A Resurgence Anthology

By Sandy Brown, Maya Kumar Mitchell, Stephen Hulyer

UIT Cambridge Ltd

Copyright © 2004 Green Books
All rights reserved.
ISBN: 978-0-85784-232-9

Contents

Title Page,
EDITORS' NOTE MAYA KUMAR MITCHELL,
FOREWORD SANDY BROWN,
INTRODUCTION MAYA KUMAR MITCHELL,
WORLD OF CRAFT,
WAYS OF LIVING,
CULTURE OF COMMUNITY,
CARING FOR NATURE,
ENDURING SKILLS,
SEEKERS OF MEANING,
DETAILS OF CRAFTSPEOPLE AND CONTRIBUTORS,
ACKNOWLEDGEMENTS,
Available from Green Books & Resurgence, in the same series,
Copyright,


CHAPTER 1

GLASSBLOWING

CREATIVE MOMENTS


The better the craftswork, the better the art.

BY PHILIP BALDWIN


CRAFT IS ONE OF THOSE words full of shadings, with various meanings and implications. In its most primary sense, we may say that most of us are bad craftspeople at a lot of what we do, but many of us get good at one or a few things we do. These are often referred to as hobbies. Occasionally they are a way of life, a career, a life's work. There is an anecdote which my partner Monica Guggisberg and I often cite at the end of public lectures we give about our work:

"A good friend of ours has recounted the true story of an anthropologist who went to study the behaviour of a particular tribe of aboriginal peoples in New Zealand. One day he went to the chief of the tribe and asked him a question. How much time did the chief think his people invested in work per day? The chief was perplexed by the question and upon reflection said that he would have to consult with the tribal elders in a leisurely fashion and that the man should get back to him in about three weeks' time. When the anthropologist returned, he asked the chief, 'Have you had the opportunity to reflect upon my question?' The chief replied that yes he had, and that after considerable discussion it had been decided that the people of the tribe invested four hours a day in work. The rest of the day was spent making things."

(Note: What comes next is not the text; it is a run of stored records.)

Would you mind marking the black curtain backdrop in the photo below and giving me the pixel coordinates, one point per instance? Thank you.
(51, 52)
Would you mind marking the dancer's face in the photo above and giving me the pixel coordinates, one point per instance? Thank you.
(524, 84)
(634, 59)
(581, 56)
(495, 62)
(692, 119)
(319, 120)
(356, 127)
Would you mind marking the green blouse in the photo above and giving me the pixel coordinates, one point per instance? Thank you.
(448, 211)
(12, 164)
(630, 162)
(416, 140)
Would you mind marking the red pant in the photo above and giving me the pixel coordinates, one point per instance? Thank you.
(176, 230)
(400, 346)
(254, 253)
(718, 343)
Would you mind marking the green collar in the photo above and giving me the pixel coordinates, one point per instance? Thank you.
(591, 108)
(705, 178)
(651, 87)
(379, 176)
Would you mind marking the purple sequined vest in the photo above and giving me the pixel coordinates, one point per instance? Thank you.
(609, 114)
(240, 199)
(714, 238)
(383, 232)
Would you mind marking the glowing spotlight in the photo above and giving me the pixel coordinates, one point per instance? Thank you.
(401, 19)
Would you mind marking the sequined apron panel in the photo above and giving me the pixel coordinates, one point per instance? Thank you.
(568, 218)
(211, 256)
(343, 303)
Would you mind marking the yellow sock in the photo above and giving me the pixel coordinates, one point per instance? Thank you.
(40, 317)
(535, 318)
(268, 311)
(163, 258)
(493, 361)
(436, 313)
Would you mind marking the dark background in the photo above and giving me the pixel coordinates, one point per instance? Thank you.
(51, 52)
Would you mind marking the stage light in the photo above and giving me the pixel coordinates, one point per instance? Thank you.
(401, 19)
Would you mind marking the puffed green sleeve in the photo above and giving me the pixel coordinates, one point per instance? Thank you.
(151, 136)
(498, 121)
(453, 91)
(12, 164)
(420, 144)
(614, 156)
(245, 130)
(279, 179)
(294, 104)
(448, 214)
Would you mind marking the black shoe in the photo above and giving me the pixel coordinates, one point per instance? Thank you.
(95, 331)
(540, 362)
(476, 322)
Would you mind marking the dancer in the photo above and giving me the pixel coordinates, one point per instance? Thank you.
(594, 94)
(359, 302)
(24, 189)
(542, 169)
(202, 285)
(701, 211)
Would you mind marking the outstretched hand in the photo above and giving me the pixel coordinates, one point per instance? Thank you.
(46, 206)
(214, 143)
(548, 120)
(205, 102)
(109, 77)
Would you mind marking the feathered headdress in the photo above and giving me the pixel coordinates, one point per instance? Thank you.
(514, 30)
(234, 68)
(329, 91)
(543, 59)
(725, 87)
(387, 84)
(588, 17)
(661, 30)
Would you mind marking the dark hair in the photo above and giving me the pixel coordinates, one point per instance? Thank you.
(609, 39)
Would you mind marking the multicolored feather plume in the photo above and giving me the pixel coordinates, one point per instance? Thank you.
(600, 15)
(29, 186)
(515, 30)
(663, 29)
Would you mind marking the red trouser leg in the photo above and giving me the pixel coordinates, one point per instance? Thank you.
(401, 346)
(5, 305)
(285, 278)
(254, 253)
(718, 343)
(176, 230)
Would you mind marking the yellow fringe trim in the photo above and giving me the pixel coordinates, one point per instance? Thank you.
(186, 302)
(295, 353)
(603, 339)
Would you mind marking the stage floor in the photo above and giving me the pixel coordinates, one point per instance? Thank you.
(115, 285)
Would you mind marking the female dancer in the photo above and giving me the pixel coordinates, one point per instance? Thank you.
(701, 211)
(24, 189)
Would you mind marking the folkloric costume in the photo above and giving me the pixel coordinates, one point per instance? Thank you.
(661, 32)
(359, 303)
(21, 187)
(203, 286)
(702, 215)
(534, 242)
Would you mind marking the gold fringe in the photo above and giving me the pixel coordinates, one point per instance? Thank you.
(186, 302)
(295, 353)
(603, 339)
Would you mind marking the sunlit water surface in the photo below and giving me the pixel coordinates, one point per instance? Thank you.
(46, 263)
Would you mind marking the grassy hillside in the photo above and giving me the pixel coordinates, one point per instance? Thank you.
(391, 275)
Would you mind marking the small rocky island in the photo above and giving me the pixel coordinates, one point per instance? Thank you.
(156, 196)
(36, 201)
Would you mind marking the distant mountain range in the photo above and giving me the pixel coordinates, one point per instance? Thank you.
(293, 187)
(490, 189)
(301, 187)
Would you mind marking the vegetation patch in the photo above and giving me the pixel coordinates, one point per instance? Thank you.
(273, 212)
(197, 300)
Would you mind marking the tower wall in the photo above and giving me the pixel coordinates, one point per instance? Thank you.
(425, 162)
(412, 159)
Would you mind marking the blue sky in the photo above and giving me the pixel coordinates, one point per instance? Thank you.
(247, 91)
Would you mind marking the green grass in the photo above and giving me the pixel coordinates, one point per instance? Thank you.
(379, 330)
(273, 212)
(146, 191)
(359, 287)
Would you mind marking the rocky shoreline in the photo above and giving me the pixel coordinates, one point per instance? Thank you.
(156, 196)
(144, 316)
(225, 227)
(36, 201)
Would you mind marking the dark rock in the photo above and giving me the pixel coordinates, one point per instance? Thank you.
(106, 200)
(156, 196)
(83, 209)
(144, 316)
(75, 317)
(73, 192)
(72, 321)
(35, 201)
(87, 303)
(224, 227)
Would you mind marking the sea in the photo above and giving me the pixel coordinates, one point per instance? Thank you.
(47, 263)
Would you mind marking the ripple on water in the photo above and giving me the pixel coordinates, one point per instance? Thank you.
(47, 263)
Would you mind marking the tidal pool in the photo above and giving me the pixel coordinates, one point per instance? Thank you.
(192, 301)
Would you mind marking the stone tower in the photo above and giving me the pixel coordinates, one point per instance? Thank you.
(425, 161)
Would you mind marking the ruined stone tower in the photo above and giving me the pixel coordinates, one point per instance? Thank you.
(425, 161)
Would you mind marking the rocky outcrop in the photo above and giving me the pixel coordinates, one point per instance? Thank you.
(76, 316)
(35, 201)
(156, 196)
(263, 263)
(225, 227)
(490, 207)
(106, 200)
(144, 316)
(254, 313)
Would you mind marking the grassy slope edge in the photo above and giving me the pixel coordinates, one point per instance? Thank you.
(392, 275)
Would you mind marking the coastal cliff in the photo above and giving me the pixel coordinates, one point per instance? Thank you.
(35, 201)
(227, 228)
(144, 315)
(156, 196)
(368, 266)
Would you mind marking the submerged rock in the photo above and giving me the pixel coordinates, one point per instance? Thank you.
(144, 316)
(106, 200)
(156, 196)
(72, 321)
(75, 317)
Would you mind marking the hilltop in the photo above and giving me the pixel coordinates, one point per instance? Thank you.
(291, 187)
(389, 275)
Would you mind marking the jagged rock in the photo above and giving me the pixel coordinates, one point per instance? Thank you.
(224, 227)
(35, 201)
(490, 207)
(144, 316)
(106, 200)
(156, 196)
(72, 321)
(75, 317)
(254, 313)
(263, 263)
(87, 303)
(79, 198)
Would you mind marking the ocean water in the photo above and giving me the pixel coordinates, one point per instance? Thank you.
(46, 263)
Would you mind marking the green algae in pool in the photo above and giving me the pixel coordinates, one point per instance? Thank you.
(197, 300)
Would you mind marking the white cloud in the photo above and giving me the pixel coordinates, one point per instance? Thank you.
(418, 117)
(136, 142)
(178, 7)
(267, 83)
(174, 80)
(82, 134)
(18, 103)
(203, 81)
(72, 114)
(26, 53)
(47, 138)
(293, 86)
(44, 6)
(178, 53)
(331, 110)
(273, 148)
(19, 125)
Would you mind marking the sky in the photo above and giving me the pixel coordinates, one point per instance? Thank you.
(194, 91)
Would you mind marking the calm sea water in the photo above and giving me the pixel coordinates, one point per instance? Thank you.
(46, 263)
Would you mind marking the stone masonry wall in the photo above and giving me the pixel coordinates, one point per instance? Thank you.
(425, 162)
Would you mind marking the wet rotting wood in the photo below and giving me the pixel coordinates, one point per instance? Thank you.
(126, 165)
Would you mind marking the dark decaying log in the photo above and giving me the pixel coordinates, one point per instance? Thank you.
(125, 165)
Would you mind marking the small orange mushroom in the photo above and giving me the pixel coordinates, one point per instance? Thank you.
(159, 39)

Craft is about making things. That is, it is about the process of making things, not the things themselves, not the results. The results are objects, books, songs, paintings, operas, statues, theatrical productions, movies, meals, airplanes or baseballs, and yes, baskets, those too. We forget that all creators, whether basket weavers or writers, are obliged to be craftspeople in order to make their work. While we're at it, pickpockets are craftspeople too, along with car mechanics and the makers of golf balls.

But wait – something is missing here. What about quality, the quality of what we make, the aesthetic value or beauty or meaning of the thing? How shall we compare, say, the graphics of the 1960s Volkswagen and Guinness ads (two absolute classics of their genre) with the paintings of David Hockney or the music of Elvis? Simply put, where does workmanship end and pure creation take over? The answer, I believe, is that there is no demarcation line. These things take place simultaneously and side by side. One without the other makes a sorry showing. There can be no art without craft, whether it be good or bad. However, there is plenty of craft that has no relationship to art per se. Take for example the manufacture of rubber tyres, in which good craftsmanship is essential for our safety and well being. Or take an example closer to home: a well-crafted blowing iron is enormously helpful for making good glass.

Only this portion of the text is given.